Construiu-se um complexo sistema de indicadores e estatísticas que mede não a
qualidade ou a importância do conhecimento produzido, mas a quantidade de
textos que o pesquisador produz. Não importa o conteúdo desses textos, se
repetem integralmente o que foi escrito antes ou mesmo se não tem alguma
relevância, mas sim as citações que faz e as que possa vir a obter. Os textos
podem não apresentar nenhuma contribuição para sua área do conhecimento, mas
tornam-se importantes dentro da realidade paralela do mundo acadêmico,
importância essa completamente subjetiva e que somente faz sentido para um
grupo específico de profissionais. O objetivo desses artigos produzidos em
grande quantidade não é a apresentação de reflexões realizadas a partir de uma
pesquisa com efetiva contribuição para seu campo de estudo ou a intervenção
para a solução de um problema da sociedade, mas a obtenção de resultados que
sejam mensuráveis por um sistema de avaliação definido com critérios arbitrários
e desconhecido pela esmagadora maioria das pessoas de fora da universidade.
Nesse
cenário, de precarização do trabalho da pesquisa e de atribuição de pouca
relevância ao conteúdo que se produz, a adesão aos modismos acaba sendo o
caminho seguido por pesquisadores em qualquer nível de formação. Os
pesquisadores acabam ou adotando os temas mais comuns do momento ou
incorporando métodos e teorias mais utilizados por seus pares, na medida em que
isso facilita tanto a obtenção de recursos e bolsas, como a publicação em
revistas. O pesquisador deixa de ser um profissional que procura novos caminhos
para seu trabalho, onde poderia encontrar saberes ainda pouco conhecidos e nada
explorados, para permanecer estagnado em um lugar lotado e totalmente
desgastado. Outro aspecto tem relação com o fato de esses métodos, teorias e
objetos de moda normalmente expressarem interesses privados que, mesmo quando
não influem de forma direta sobre o financiamento da pesquisa, determinam a
importância que se deve dar ao trabalho do pesquisador.
Essa
busca por estar na moda e em harmonia com os temas e teorias dominantes nos
meios acadêmicos também tem como consequência o fato de se evitar quaisquer
polêmicas.

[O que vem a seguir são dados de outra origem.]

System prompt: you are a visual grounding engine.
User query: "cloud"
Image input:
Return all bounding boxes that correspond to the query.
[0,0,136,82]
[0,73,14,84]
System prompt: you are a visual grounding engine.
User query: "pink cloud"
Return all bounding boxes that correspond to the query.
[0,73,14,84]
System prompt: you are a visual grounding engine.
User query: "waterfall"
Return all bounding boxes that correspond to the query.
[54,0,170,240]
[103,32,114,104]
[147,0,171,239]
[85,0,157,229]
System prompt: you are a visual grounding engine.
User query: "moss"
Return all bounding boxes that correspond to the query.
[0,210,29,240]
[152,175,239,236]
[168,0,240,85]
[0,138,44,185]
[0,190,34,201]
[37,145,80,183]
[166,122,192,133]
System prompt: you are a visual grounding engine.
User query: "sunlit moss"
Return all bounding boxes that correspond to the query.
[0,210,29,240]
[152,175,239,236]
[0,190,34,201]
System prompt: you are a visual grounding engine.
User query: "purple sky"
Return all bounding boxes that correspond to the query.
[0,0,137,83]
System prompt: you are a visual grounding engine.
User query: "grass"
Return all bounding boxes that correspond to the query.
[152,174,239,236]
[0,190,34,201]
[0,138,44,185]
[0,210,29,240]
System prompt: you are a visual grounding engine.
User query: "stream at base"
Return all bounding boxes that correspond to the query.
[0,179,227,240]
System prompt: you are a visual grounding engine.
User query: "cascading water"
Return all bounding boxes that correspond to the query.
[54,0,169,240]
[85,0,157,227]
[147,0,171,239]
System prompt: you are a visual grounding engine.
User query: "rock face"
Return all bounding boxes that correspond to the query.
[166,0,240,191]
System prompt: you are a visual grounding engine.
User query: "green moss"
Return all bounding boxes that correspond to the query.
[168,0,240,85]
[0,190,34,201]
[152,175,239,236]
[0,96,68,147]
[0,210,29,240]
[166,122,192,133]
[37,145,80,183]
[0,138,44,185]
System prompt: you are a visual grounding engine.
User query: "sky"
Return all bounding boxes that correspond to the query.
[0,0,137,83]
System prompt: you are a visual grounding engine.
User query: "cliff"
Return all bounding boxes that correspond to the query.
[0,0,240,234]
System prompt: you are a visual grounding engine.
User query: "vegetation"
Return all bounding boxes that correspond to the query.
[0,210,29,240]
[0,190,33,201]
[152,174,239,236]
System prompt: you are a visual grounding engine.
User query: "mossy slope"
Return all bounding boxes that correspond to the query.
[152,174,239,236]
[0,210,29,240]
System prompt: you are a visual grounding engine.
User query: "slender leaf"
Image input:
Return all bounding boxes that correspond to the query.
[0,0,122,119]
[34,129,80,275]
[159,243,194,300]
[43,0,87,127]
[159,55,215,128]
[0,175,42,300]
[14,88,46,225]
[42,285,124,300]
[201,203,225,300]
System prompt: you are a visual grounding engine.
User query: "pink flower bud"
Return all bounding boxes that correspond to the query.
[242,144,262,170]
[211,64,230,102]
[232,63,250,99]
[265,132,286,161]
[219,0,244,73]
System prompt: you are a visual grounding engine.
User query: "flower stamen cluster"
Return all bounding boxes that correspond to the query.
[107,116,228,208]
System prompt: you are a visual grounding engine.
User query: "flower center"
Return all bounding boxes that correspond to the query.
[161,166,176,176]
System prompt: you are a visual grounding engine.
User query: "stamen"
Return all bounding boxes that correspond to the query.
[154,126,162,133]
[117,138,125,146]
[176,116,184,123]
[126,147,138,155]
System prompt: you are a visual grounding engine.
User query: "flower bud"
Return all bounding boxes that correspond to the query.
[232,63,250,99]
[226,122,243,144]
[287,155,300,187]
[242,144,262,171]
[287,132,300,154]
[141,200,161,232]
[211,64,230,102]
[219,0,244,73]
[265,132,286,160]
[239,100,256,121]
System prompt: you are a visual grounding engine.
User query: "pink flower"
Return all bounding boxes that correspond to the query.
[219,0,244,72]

Se há divergências teóricas, deve-se ou fazê-las da forma mais
cordial possível ou até mesmo evitar torná-las públicas, embora a produção do
conhecimento necessite do debate e da crítica para apontar não apenas
limitações do trabalho realizado, como indicar possíveis caminhos a serem
seguidos. Nos diversos campos, dominam teorias, temas e métodos quase
consensuais, parecendo que todos falam a mesma coisa, ainda que com pequenas
variações na forma. O meio acadêmico atualmente existente, com raras e
marginalizadas exceções, não é constituído por um espaço de debate aberto e
saudável, mas por um comodismo que aceita passivamente os modismos dominantes e
a precarização estrutural.
Nos
últimos anos, algumas vozes têm se levantando para denunciar os problemas
enfrentados pelos pesquisadores, enfatizando especialmente cortes de verbas
para fomento, dificuldades estruturais e a ameaça de perda de bolsas. Contudo,
de forma geral, essas críticas não apresentam uma análise da lógica perversa do
meio acadêmico e do fato de que sua precarização não se limita a um projeto de
governo, mas constitui-se em uma estratégia diretamente ligada aos interesses
do capital, que tem como objetivo a completa transformação do conhecimento em
mercadoria. Deve-se ressaltar que:
“[…] as
atividades intelectuais de produção da ciência e da tecnologia não se
constituem processos autônomos, independentes da realidade concreta onde se
efetivam. A ciência revela-se historicamente como instrumento de poder. Ela
passa a atuar junto às forças produtivas de forma cada vez mais decisiva,
ampliando cada vez mais sua potência econômica”.
O
Estado, diante das variações no modo e nas relações produções, adapta as
políticas educacionais e de pesquisa aos interesses do capital, priorizando ora
investimentos com recursos públicos, ora a entrega da educação à gestão
privada, com ou sem recursos do Estado. Portanto, a despeito de todas as
mediações possíveis, em última instância, a educação sob o capitalismo é
funcional à produção de valores de troca e à exploração do trabalho. Com isso,
a possibilidade de avanço na produção do conhecimento mostra-se incapaz de
romper as barreiras da sua mercantilização, exigindo das organizações
trabalhadores ações que se coloquem no sentido de romper essa bolha perversa.